Le madri hanno un ruolo molto importante nella storia perché ne rappresentano l’origine letterale, biologica e culturale. In questo senso il legame madre-figlia è complesso, pieno di ambivalenze. Le madri vogliono che le cose vadano bene per le figlie ma hanno il dovere di educarle in un sistema che lavora contro di loro. Le figlie vogliono smettere di essere come le madri ma allo stesso tempo sanno che sono queste ultime che si sono prese cura di loro. Nelle giovani c’è una tensione tra il riconoscimento da parte della madre e il desiderio di libertà. Le figlie sono consapevoli che ogni passo per essere più indipendenti, nel caso della protagonista per approfondire gli studi, le allontanerà un po’ di più dalle madri.
Cosa significa muoversi in uno spazio culturale come quello catalano, percepito come minoritario nel contesto spagnolo, e esprimersi in tale lingua?
La cultura catalana non è chiusa al mondo, la composizione demografica della Catalogna è infatti così varia che ci sono quasi più persone che provengono da altre parti della Spagna o del mondo rispetto a tutti i nonni catalani. La realtà spagnola e quella catalana non sono separate, tanto meno dal punto di vista letterario. Noi scrittori siamo abituati al bilinguismo e io ora scrivo in entrambe le lingue.
La protagonista del libro spiega come il proprio mondo corrisponda al quartiere «della periferia della periferia» dove cresce. Nel suo caso, invece, qual è il rapporto con Barcellona, con la città come con ciò che rappresenta dal punto di vista culturale e dell’immaginario?

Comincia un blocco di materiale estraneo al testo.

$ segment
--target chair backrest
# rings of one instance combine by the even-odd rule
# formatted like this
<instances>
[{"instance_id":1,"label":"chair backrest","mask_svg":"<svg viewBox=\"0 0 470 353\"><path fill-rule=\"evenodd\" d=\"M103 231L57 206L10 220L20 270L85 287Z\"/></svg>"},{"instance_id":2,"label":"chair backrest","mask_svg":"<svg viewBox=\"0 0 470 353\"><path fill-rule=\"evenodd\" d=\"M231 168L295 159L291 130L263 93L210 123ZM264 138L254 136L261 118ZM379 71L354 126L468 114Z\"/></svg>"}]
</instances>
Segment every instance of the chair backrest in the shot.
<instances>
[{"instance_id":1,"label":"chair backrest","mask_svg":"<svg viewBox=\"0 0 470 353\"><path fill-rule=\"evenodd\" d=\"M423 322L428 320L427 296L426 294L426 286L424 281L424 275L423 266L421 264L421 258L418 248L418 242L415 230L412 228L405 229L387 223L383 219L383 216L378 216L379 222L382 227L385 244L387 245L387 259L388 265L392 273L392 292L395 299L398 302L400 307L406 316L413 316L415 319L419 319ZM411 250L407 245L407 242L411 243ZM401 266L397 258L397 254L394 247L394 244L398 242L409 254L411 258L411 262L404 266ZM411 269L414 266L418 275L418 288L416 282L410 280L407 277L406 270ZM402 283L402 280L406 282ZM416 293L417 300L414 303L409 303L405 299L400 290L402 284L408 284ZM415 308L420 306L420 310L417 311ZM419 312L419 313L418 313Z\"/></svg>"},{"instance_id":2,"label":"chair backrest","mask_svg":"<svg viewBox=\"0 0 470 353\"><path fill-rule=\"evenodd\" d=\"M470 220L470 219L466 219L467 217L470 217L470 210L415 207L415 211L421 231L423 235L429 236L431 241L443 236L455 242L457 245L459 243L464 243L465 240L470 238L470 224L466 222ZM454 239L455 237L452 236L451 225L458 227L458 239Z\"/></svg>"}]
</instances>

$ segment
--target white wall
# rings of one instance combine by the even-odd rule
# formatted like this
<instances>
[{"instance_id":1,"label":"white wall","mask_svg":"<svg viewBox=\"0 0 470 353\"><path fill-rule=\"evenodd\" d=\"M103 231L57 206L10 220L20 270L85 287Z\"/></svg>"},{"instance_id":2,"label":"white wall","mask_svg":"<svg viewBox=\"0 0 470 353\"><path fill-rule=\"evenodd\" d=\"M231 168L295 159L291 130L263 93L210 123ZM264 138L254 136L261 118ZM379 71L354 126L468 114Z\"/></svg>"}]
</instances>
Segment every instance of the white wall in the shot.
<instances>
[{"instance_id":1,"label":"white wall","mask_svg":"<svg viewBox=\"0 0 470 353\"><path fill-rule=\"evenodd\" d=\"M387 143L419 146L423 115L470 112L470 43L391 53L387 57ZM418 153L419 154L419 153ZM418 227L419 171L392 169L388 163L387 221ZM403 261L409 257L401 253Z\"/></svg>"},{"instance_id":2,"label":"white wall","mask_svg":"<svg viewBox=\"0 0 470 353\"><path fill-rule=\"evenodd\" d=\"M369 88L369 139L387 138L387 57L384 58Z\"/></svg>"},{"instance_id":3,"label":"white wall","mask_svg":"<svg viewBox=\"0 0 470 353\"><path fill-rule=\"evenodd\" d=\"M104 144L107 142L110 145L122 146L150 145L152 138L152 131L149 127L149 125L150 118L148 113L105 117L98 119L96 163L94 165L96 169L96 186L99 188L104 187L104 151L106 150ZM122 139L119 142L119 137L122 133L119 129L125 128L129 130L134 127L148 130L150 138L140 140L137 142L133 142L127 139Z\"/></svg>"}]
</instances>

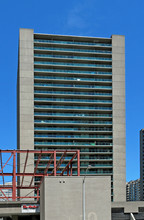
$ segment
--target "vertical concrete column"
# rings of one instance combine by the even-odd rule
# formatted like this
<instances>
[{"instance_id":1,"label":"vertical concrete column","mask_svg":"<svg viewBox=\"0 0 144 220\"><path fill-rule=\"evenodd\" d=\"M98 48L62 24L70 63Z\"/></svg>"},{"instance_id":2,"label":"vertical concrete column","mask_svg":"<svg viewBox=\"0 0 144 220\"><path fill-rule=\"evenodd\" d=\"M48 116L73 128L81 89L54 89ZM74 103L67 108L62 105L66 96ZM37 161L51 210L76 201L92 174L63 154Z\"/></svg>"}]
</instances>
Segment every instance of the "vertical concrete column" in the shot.
<instances>
[{"instance_id":1,"label":"vertical concrete column","mask_svg":"<svg viewBox=\"0 0 144 220\"><path fill-rule=\"evenodd\" d=\"M144 129L140 130L140 200L144 200L144 170L143 170L143 161L144 161Z\"/></svg>"},{"instance_id":2,"label":"vertical concrete column","mask_svg":"<svg viewBox=\"0 0 144 220\"><path fill-rule=\"evenodd\" d=\"M126 200L125 164L125 37L112 35L113 194Z\"/></svg>"},{"instance_id":3,"label":"vertical concrete column","mask_svg":"<svg viewBox=\"0 0 144 220\"><path fill-rule=\"evenodd\" d=\"M20 29L19 32L19 66L18 66L18 149L34 149L34 55L33 55L33 30ZM18 158L18 170L23 172L25 155ZM30 154L26 172L34 171L34 157ZM29 177L24 178L24 184L28 185ZM29 191L21 190L24 196ZM29 195L30 196L30 195Z\"/></svg>"}]
</instances>

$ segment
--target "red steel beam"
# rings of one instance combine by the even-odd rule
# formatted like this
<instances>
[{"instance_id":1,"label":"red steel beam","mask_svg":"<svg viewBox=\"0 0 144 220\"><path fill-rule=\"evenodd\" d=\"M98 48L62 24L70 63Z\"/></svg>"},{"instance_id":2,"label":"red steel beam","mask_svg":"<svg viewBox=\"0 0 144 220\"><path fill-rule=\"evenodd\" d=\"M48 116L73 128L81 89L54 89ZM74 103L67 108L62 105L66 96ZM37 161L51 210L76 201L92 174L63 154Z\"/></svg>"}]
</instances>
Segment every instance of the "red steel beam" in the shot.
<instances>
[{"instance_id":1,"label":"red steel beam","mask_svg":"<svg viewBox=\"0 0 144 220\"><path fill-rule=\"evenodd\" d=\"M49 161L48 161L48 163L47 163L47 166L46 166L46 168L45 168L45 170L44 170L44 175L47 175L47 171L48 171L48 169L49 169L49 167L50 167L50 165L51 165L51 162L52 162L52 160L53 160L53 157L54 157L54 154L51 154L51 156L50 156L50 159L49 159ZM48 176L48 175L47 175ZM40 185L41 185L41 183L42 183L42 181L43 181L43 179L44 179L44 176L41 178L41 180L40 180L40 183L39 183L39 187L40 187Z\"/></svg>"},{"instance_id":2,"label":"red steel beam","mask_svg":"<svg viewBox=\"0 0 144 220\"><path fill-rule=\"evenodd\" d=\"M26 165L27 165L27 161L28 161L28 152L29 152L29 151L27 151L27 154L26 154L26 159L25 159L23 174L25 173L25 170L26 170ZM23 185L23 181L24 181L24 175L23 175L23 177L22 177L21 186Z\"/></svg>"},{"instance_id":3,"label":"red steel beam","mask_svg":"<svg viewBox=\"0 0 144 220\"><path fill-rule=\"evenodd\" d=\"M60 158L60 159L59 159L59 161L57 162L57 165L56 165L56 171L58 171L58 170L59 170L60 165L63 163L63 161L64 161L64 159L65 159L66 154L67 154L67 151L66 151L66 152L64 152L64 153L62 154L61 158ZM54 170L52 171L51 175L53 175L53 174L54 174Z\"/></svg>"},{"instance_id":4,"label":"red steel beam","mask_svg":"<svg viewBox=\"0 0 144 220\"><path fill-rule=\"evenodd\" d=\"M61 156L60 160L58 161L58 163L56 163L56 153L63 153L63 155ZM63 163L65 156L67 153L74 153L74 155L72 156L72 158L70 159L70 161L68 162L68 164L66 165L66 167L63 169L62 173L57 173L57 170L59 169L60 165ZM1 170L0 170L0 176L2 176L4 178L4 176L12 176L13 180L12 180L12 186L6 186L4 185L0 185L0 191L2 191L2 189L12 189L12 197L7 197L7 198L12 198L13 201L16 200L16 198L40 198L40 196L38 195L39 193L39 187L44 179L45 176L48 175L63 175L65 171L67 171L67 175L72 175L72 161L74 160L74 158L77 156L77 173L78 176L80 175L80 151L79 150L71 150L71 151L65 151L65 150L54 150L54 151L41 151L41 150L1 150L0 153L11 153L10 157L8 158L8 160L6 161L6 163L3 165L2 167L2 155L0 155L1 158ZM25 164L24 164L24 169L23 169L23 173L16 173L16 153L26 153L26 159L25 159ZM36 162L36 167L34 169L33 173L26 173L26 166L27 166L27 161L28 161L28 155L29 153L34 153L34 154L39 154L38 160ZM41 159L41 154L51 154L50 155L50 159L47 162L47 166L44 170L44 173L36 173L37 168L38 168L38 164L40 162ZM9 160L11 159L11 157L13 156L13 172L12 173L4 173L3 169L4 167L8 164ZM52 171L51 174L47 174L47 171L52 163L52 161L54 160L54 170ZM22 182L21 182L21 186L16 186L16 177L17 176L21 176L22 177ZM32 180L30 185L25 185L23 186L23 181L24 181L24 176L32 176ZM33 182L33 178L34 177L41 177L41 180L39 181L39 183L35 186L32 186L32 182ZM24 197L17 197L16 196L16 189L34 189L37 190L37 196L24 196ZM3 194L4 195L4 194ZM6 196L4 195L4 197L0 197L0 198L6 198Z\"/></svg>"},{"instance_id":5,"label":"red steel beam","mask_svg":"<svg viewBox=\"0 0 144 220\"><path fill-rule=\"evenodd\" d=\"M30 182L30 185L29 185L29 186L32 185L33 179L34 179L34 177L35 177L35 174L36 174L36 171L37 171L37 168L38 168L38 165L39 165L40 159L41 159L41 155L42 155L42 153L39 154L39 157L38 157L38 160L37 160L37 162L36 162L35 169L34 169L34 175L32 176L32 179L31 179L31 182Z\"/></svg>"},{"instance_id":6,"label":"red steel beam","mask_svg":"<svg viewBox=\"0 0 144 220\"><path fill-rule=\"evenodd\" d=\"M1 151L1 152L2 152L2 151ZM1 168L0 173L3 171L4 167L7 165L7 163L8 163L9 160L11 159L12 155L13 155L13 154L11 153L11 156L8 158L8 160L6 161L6 163L4 164L4 166Z\"/></svg>"},{"instance_id":7,"label":"red steel beam","mask_svg":"<svg viewBox=\"0 0 144 220\"><path fill-rule=\"evenodd\" d=\"M68 164L66 165L66 167L63 169L63 171L61 172L61 176L64 174L64 172L67 170L67 168L69 167L70 163L73 161L73 159L77 156L77 152L73 155L73 157L71 158L71 160L68 162Z\"/></svg>"},{"instance_id":8,"label":"red steel beam","mask_svg":"<svg viewBox=\"0 0 144 220\"><path fill-rule=\"evenodd\" d=\"M2 189L0 189L0 191L1 191L1 193L4 195L4 199L7 199L8 201L9 201L9 199L8 199L8 197L5 195L5 193L2 191Z\"/></svg>"}]
</instances>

Per me Barcellona è sempre stata la città desiderata, ma che non era alla mia portata perché era troppo difficile riuscire a viverci. Ho trascorso gli anni dell’università in treno da Vic, che dista circa 60 chilometri, e ho vissuto il contrasto marcato tra il quartiere in cui sono cresciuta, dominato da un controllo sociale soffocante, e l’atmosfera della grande città in cui potevo essere completamente anonima. Barcellona ha sempre rappresentato la libertà, ma allo stesso tempo non mi era sconosciuta perché avevo letto tante storie ambientate nelle sue strade che quando sono arrivata ho percepito una sensazione di familiarità. Costruire una mappa letteraria di un luogo prima di arrivarci è un’esperienza che ci arricchisce molto perché la differenza tra la letteratura e le guide turistiche è che la prima è carica di emozioni e per me quelle che si provano leggendo sono reali quanto quelle vissute.